Teams tend to be imbalanced if a majority of the people on the team have the same personality role. This imbalance happens frequently because people tend to gravitate towards like minded and like acting individuals.

Teams with too many "D" types tend to be very results-oriented, but they don't produce very high-quality work or very detail-oriented solutions. Decisions are made based on speed and who has the strongest or most dominating personality in the group. Team meetings are marked with frequent power struggles, grandstanding, and little collaborative output. These teams are constantly running as fast as they can, straight into brick walls and then on to the next great idea or initiative.

Teams with too many "I" types tend to enjoy debating and brainstorming but have trouble really making any productive progress. These teams are weighed down with endless design meetings and can't focus enough to fully understand the details of the software they are building.

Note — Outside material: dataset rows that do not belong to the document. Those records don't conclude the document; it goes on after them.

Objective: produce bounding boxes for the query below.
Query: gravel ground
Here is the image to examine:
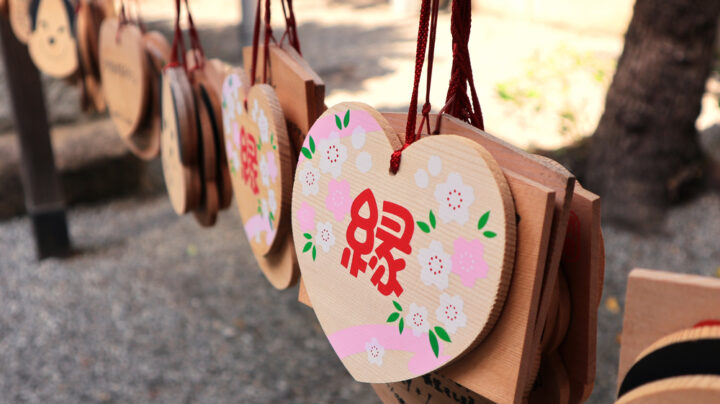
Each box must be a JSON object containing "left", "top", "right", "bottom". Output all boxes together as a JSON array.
[
  {"left": 1, "top": 191, "right": 719, "bottom": 403},
  {"left": 0, "top": 196, "right": 377, "bottom": 403}
]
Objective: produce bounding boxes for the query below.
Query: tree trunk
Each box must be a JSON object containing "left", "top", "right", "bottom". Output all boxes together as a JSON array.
[{"left": 586, "top": 0, "right": 720, "bottom": 227}]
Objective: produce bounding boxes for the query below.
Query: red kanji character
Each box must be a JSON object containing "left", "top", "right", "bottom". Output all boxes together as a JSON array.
[
  {"left": 240, "top": 126, "right": 259, "bottom": 194},
  {"left": 341, "top": 189, "right": 378, "bottom": 277},
  {"left": 369, "top": 201, "right": 414, "bottom": 297}
]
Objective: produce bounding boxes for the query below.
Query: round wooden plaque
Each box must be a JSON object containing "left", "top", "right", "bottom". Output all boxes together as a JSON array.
[
  {"left": 161, "top": 67, "right": 200, "bottom": 214},
  {"left": 27, "top": 0, "right": 78, "bottom": 78},
  {"left": 291, "top": 102, "right": 516, "bottom": 382}
]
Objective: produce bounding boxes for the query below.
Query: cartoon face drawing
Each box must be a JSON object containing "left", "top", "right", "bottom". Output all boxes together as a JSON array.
[{"left": 27, "top": 0, "right": 77, "bottom": 78}]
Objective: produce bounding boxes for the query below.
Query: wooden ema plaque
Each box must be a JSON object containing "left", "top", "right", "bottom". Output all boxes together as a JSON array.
[
  {"left": 9, "top": 0, "right": 31, "bottom": 43},
  {"left": 292, "top": 103, "right": 516, "bottom": 383},
  {"left": 27, "top": 0, "right": 78, "bottom": 78},
  {"left": 187, "top": 52, "right": 233, "bottom": 227},
  {"left": 118, "top": 30, "right": 171, "bottom": 161},
  {"left": 99, "top": 18, "right": 150, "bottom": 139},
  {"left": 221, "top": 68, "right": 298, "bottom": 289},
  {"left": 617, "top": 269, "right": 720, "bottom": 403},
  {"left": 161, "top": 67, "right": 200, "bottom": 215},
  {"left": 373, "top": 371, "right": 492, "bottom": 404},
  {"left": 242, "top": 44, "right": 326, "bottom": 152},
  {"left": 297, "top": 111, "right": 599, "bottom": 403}
]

Teams with too many "S" types tend to hyper aware of how everyone is feeling, but they take too long to come to decisions. In addition previous decisions can be retracted and revisited the next time the group meets because someone's opinion was not included.

Teams with too many "C" types tend to have trouble sticking to their decisions because their decisions never feel quite right. They spend too much time reworking solutions trying to handle all possible scenarios even if the scenarios were not requested by a customer. All of this rework results in missed deadlines.

The highest performing teams are the ones that are composed of all these personality types. These teams just need the right guidance to move from divergence to convergence.